Adının Emre olduğunu öğrendim ve daha önce bu kitabı benden sonra bu kadar ayrıntılı konuşacak birine rastlamamıştım. Kampüsün olduğu durakta inmek için ayaklandım. Emre’ye de tanıştığıma memnun olduğumu söyledim ve tekrardan teşekkür ettim. Okula yine koşturarak girdim. Artık son sınıfa gidiyordum derslerim öbür senelere göre daha hafifti ama bir taraftan da staj yapıyordum, evi idare edebilmek adına ayrıca okuldan sonrada evin yakınlarında bir kafede çalışıyordum. Bu yüzden günlerim yorucu ve sürekli olarak koşturmayla geçiyordu. Kendime ayıracak bir vakit hiç bulamıyordum. Okuldan sonra kafeye gittim. Ben gece vardiyasında çalışıyordum, bu yüzden genellikle eve döndüğüm vakit geç oluyordu. Bir taraftan siparişleri alıp bir taraftan da yarın ki sınava çalışmaya çalışıyordum. Of artık çok yorulmuştum bu koşuşturmadan.
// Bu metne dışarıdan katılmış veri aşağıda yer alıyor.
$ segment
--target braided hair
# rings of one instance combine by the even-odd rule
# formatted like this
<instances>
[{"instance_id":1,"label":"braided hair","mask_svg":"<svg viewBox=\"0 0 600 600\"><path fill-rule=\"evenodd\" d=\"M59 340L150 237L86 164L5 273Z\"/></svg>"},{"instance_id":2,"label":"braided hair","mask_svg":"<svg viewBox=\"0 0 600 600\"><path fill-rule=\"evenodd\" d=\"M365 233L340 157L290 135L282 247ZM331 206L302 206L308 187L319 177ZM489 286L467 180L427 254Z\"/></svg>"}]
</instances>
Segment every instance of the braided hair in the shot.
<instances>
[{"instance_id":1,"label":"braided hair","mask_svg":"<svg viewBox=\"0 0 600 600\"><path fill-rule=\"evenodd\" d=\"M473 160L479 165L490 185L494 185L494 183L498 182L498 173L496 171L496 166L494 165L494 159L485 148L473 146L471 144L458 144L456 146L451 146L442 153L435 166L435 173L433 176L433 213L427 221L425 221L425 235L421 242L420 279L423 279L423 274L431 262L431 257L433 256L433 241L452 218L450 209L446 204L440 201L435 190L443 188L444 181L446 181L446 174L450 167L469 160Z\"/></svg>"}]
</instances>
Eve gidip çantamı kapıya doğru fırlattım. Yatmaya hazırlanırken kitabımı almaya tekrardan çantamın yanına gittim. Kitabı alıp geri odama döndüm ve okumaya başladım. Kitabın 116. sayfasını çevirdim. Karşıma el yazısıyla yazılmış bir cep telefonu numarası çıktı. Daha önce hiç fark etmemiştim belki kitabın önceki sahibinin olabilir diye düşündüm, kenara koydum. Kitabı da ardından kenara koydum. Sonraki sabah uyandığımda o kağıt yine dikkatimi çekti ama geç kaldığım için yine pek umursamadım. Yorucu bir günden sonra numara aklıma çok takılmıştı ararsam bir şey kaybetmem diye düşündüm. Numarayı aradım, bir kaç çalıştan sonra açıldı. Ses çok cızırtılı geliyordu ama tek duyduğum karşıdaki kişinin ”Doğru seçim yaptınız.” demesi oldu. Zaten telefon da sonradan kapandı pek anlayamadım ama çok da umursamadım. Sabah gözümün içine giren güneş ışığıyla uyandım. Bembeyaz bir odanın içerisindeydim ama bu benim odam değildi ki. Benim odam olması için fazla lükstü. Odadan çıktım tek tek öbür odaları inceledim. Çıktığım odanın hemen yanında gri bir oda vardı ondan sonra da aşağıya doğru merdivenler başlıyordu. Aşağıya indiğimde arkası dönük biri oturuyordu. Benim geldiğimi fark etmiş olmalı ki arkasına döndü. ”Sonunda uyandın, bu gün ne yapmak istersin? Şirkette iş de yok zaten.” dedi. Bu Emre’ydi şu an burada ne işi vardı ve asıl soru burası neresiydi? ”Biz burada ne yapıyoruz!” diye sordum. ”İyi misin kafanı falan mı çarptın? Hani burası bizim evimiz işleri birleştirdikten sonra birlikte tuttuk burayı.” diye anlatmaya başladı. Hala daha kavrayamamıştım ama kahvaltıya gitmemiz gerektiğini söyledi. Kahvaltıya gittik sonrasında sahile gidip yürüyüş yapmaya başladık. Sabah işlerden bahsetmişti ben de doğal davranarak ”Şimdi işe gitmeyecek miyiz?” dedim. O da ”Senin bu kadar işkolik biri olduğunu bilmiyordum. Biz yöneticiyiz ne zaman istersek o zaman gideriz.”dedi. Fazlaca boş bir gün geçirdik. Eve geldik yatağıma tekrar geçtim. Eğer şu an yaşadıklarım bir rüyaysa bu rüyadan uyanmak istiyor muydum? Emin değildim.